Alors qu'elles menaient auparavant leurs activités en parallèle, la Société des établissements de plein air du Québec (Sépaq) et la Fédération des pourvoyeurs du Québec (FPQ) deviennent partenaires dans la promotion du tourisme faunique.

Suivant les termes d'une entente de collaboration et à travers un comité mixte, les deux organisations comptent développer des stratégies communes afin d'accroître les activités de pêche, de chasse et de villégiature dans les réserves fauniques ainsi que dans les pourvoiries de la province.

«C'est une idée que j'avais déjà en tête il y a 16 ans, au moment où je suis devenu président. Mais, les pourvoyeurs ne voyaient pas tous les choses de la même façon. Certains doutaient du bien-fondé de former une alliance avec les gens qu'ils percevaient comme des concurrents. Les mentalités ont évolué. La Sépaq est là pour rester, nous aussi, nos rôles sont complémentaires dans un domaine d'intérêts communs», résume le président de la FPQ, Normand Ouellet.
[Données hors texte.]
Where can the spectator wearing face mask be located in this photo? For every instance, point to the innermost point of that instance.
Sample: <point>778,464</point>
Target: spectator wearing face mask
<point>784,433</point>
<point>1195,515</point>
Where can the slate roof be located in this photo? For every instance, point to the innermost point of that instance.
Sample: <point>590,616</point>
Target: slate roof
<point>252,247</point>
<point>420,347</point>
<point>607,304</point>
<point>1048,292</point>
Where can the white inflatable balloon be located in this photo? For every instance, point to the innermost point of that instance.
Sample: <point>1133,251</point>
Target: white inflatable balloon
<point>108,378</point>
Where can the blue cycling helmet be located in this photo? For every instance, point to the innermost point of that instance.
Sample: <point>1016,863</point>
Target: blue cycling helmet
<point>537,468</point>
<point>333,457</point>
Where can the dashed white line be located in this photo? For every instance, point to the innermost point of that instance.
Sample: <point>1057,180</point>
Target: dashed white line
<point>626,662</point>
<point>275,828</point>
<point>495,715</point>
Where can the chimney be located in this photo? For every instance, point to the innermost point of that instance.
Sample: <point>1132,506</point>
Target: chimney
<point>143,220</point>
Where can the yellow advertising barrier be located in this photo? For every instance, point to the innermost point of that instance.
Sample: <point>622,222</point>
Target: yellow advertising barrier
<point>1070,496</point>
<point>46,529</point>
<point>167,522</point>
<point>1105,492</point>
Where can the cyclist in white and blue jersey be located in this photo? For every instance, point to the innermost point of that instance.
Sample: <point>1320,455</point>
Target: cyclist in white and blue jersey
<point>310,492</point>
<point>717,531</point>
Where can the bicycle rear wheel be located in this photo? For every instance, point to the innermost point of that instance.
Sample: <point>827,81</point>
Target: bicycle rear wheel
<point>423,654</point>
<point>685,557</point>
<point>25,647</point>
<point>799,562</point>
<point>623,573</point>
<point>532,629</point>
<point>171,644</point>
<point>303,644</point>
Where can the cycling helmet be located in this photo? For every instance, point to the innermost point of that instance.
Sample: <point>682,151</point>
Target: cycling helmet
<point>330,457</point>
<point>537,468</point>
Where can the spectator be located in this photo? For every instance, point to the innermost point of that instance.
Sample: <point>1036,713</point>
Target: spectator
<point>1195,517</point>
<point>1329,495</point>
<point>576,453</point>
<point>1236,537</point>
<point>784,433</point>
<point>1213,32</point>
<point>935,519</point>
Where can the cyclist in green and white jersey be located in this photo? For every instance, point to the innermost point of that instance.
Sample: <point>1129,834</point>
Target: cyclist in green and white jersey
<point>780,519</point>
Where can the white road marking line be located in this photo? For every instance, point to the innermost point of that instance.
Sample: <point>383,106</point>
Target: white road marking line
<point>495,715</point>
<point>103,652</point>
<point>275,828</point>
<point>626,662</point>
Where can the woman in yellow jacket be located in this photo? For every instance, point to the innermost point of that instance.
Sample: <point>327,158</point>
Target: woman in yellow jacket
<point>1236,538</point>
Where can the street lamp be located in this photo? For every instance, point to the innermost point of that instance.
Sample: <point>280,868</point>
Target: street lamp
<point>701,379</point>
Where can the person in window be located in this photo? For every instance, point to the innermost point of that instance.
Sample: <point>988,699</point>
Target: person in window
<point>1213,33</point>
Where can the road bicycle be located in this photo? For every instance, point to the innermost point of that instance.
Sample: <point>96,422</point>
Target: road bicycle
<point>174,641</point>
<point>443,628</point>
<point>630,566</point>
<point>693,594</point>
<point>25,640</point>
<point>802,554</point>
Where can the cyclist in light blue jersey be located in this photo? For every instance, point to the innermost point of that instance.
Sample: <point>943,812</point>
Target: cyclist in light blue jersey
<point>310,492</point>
Ce dernier cite les analyses de marché comme possible collaboration.

«La Sépaq a réalisé des études poussées sur la relève. Nous serions fous de nous en priver et de reprendre le même travail. Le partage d'information ne peut que nous aider à mettre de l'avant, de part et d'autre, des stratégies mieux ciblées».
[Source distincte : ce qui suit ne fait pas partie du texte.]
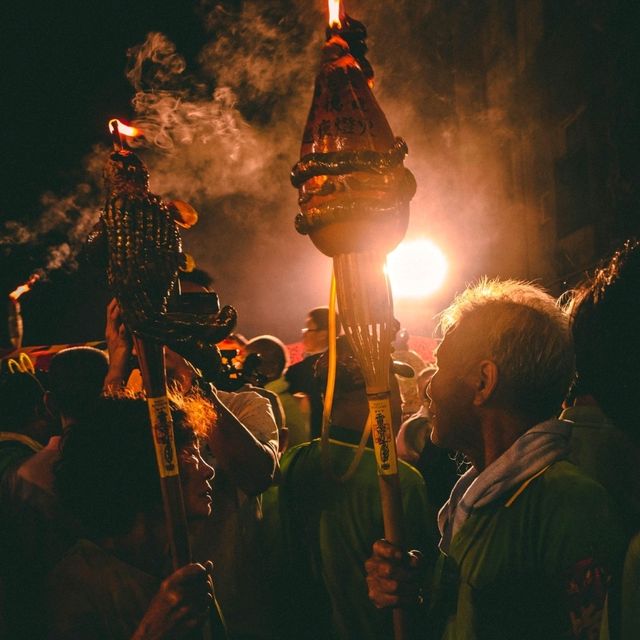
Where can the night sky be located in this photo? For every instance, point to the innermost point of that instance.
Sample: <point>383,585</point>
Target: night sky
<point>223,89</point>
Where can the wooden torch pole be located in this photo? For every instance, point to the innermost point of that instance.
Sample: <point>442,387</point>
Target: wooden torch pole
<point>154,378</point>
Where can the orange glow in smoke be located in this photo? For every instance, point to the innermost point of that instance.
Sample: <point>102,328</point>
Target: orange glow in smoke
<point>335,12</point>
<point>417,269</point>
<point>123,129</point>
<point>23,288</point>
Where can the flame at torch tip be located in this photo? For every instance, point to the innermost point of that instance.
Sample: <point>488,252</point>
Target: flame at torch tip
<point>335,7</point>
<point>23,288</point>
<point>123,129</point>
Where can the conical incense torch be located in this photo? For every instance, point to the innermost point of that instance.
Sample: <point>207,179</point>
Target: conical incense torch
<point>14,316</point>
<point>354,195</point>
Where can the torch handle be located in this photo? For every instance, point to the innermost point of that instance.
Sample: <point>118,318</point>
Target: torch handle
<point>154,378</point>
<point>389,481</point>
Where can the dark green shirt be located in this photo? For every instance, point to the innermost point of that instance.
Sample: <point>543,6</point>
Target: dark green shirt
<point>534,564</point>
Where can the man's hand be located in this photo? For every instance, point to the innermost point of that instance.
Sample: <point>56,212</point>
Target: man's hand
<point>180,606</point>
<point>119,344</point>
<point>394,577</point>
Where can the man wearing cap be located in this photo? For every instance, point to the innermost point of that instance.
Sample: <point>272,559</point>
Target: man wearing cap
<point>324,527</point>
La porte-parole de la Sépaq, Élaine Ayotte, perçoit les choses de la même façon.

«Une forte proportion de notre clientèle est constituée de pêcheurs et de chasseurs du Québec alors que les pourvoyeurs recrutent davantage à l'extérieur de la province. Les deux organisations ont avantage à tirer dans le même sens pour augmenter la pénétration des marchés», illustre-t-elle.
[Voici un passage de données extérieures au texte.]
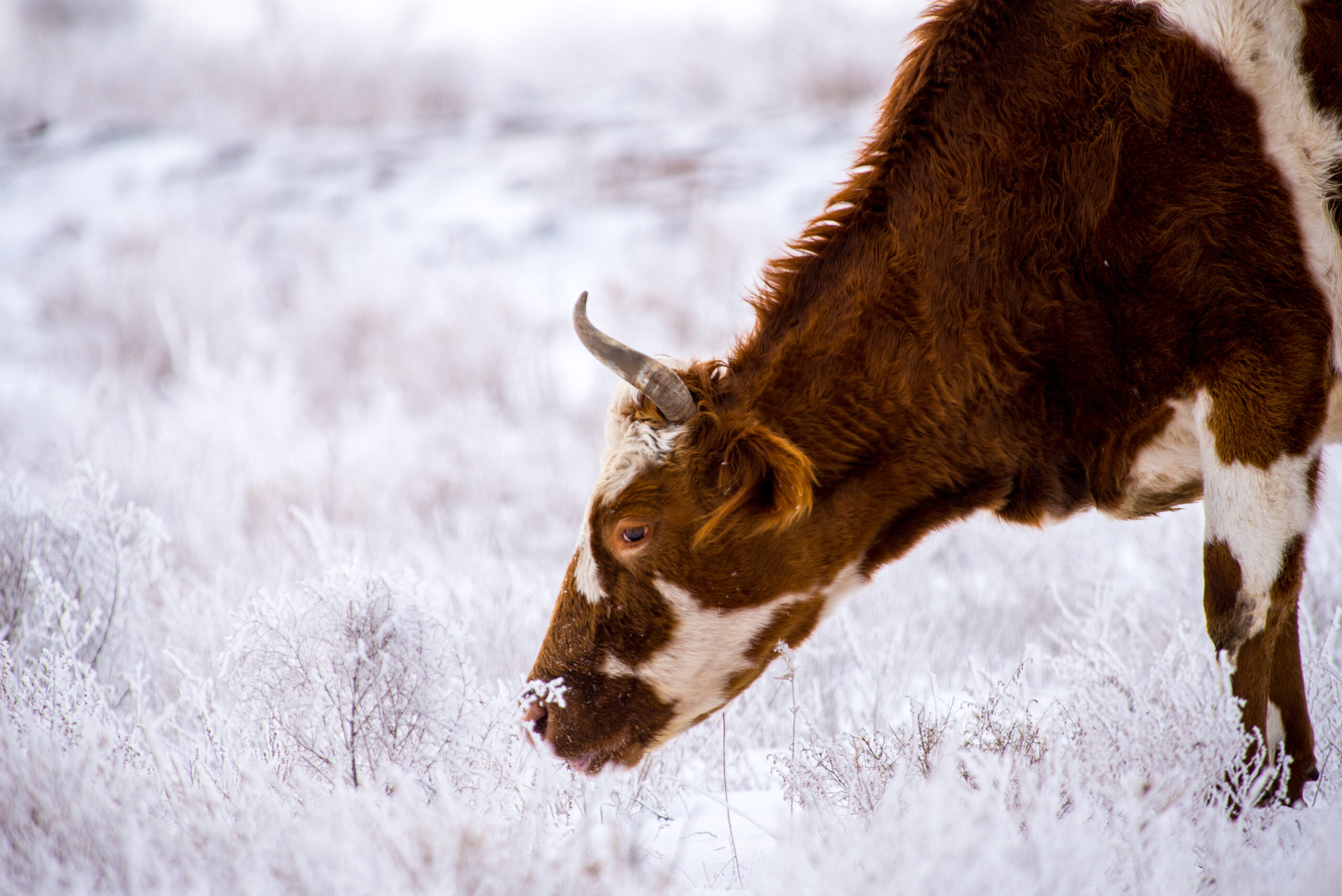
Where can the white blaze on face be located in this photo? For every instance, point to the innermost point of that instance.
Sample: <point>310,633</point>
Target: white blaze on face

Les pourvoyeurs québécois ont notamment effectué des percées prometteuses en Ontario ainsi que dans certaines provinces de l'Ouest.

«Les gens là-bas semblent avoir mis les différends politiques de côté et ils ont de plus en plus d'intérêt pour notre offre de chasse. Il faut capitaliser là-dessus», insiste Normand Ouellet.

La Sépaq a lancé certains programmes orientés vers la relève. La Fédération des pourvoyeurs a fait de même.

«Nous aurons sûrement à l'avenir une meilleure portée avec des actions concertées. À cet égard, le défi est le même», indique Mme Ayotte.

Les ressources budgétaires étant de plus en plus rares, en unissant leurs voix, la Sépaq et les pourvoyeurs augmenteront leur pouvoir de représentation auprès des autorités gouvernementales.

«Les pourvoyeurs, la Sépaq, les Zecs, les usagers des territoires libres, ça fait beaucoup de monde à satisfaire. En fixant et en moussant nos demandes conjointement, nous cesserons de prendre les décideurs politiques en tourmente et nous augmenterons nos chances d'aller chercher notre juste part du financement», voit comme autre avantage le représentant des pourvoyeurs.

Ce partenariat est intelligent. Les clients en seront vraisemblablement les premiers bénéficiaires.

À moins que la collaboration ne mène à l'uniformisation à la hausse des prix. Osons croire que les gestionnaires du bien public et leurs partenaires privés sauront rester loin des tentations de collusion.